The subject of Crytography has always been the subject of much media speculation and public interest, and has suffered the degree of distortion guaranteed of such topics. To an uninformed reader, it may appear that any meaningful understanding of Cryptography requires a strong mathematical background. While this is certainly true of those aspiring to work with such systems, some valuable insights and ideas are conveyed well regardless of mathematical training.
What is the problem?
We begin by characterising the problem that motivates some well known Cryptographic protocols. Suppose that two individuals Alice and Bob wish to communicate with each other through some medium (letters, perhaps), on some important matters. The problem arises that this communication could be attacked a malicious party, who decides to:
- spy on the communication, hence compromising the confidentiality of the conversation
- forge messages in the communication, hence compromising the authenticity of messages
- seize all letters from the mailbox and preventing their delivery, hence compromising the availability of a communication system
It is easy to see that parties with truly malicious intent could cause damage by interfering in private communications such as those between a client and a bank, for example. Cryptography focuses on the former two of these problems; there is not much meaning to exploring any communication system when messages are arbitrarily stolen.

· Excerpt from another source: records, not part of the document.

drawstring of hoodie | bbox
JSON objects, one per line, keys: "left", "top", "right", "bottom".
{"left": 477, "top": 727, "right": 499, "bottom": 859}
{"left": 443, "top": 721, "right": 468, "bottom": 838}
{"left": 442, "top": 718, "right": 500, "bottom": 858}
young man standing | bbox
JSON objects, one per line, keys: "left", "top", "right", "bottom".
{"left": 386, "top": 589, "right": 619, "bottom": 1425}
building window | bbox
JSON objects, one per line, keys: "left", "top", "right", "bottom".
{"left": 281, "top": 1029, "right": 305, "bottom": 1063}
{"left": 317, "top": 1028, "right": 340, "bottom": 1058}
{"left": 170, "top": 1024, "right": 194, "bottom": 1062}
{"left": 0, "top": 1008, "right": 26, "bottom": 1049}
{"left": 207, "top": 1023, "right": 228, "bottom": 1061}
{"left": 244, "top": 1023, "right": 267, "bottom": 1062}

Protecting message privacy
We now set about the task of exploring systems that satisfy these requirements, step by step. As a first step we attempt to find a way to protect the confidentiality over the message. Suppose that Alice wishes to share with Bob a message m = "Hello Bob". Sharing this message in its current form, would of course allow any eavesdropper gain the complete meaning of the message.
However, suppose that we applied some transformation (called encryption) upon this message m, which resulted in some other seemingly unrelated string,(perhaps and1c3de5jd or any other string you can write down) and only shared this over the communication system. Unless the eavesdropper had knowledge of the exact way in which this transformation was applied, he/she has no way of recovering the message m, and hence is not aware that the message exchanged was indeed Hello Bob. If Bob knows a method to transform the secret message back to its original form (called decryption), then in a very primitive sense, this system allows Alice and Bob to communicate without anyone eavesdropping on the conversation. Anyone may acquire the encrypted string, but only Alice and Bob are able to derive the actual meaning from them.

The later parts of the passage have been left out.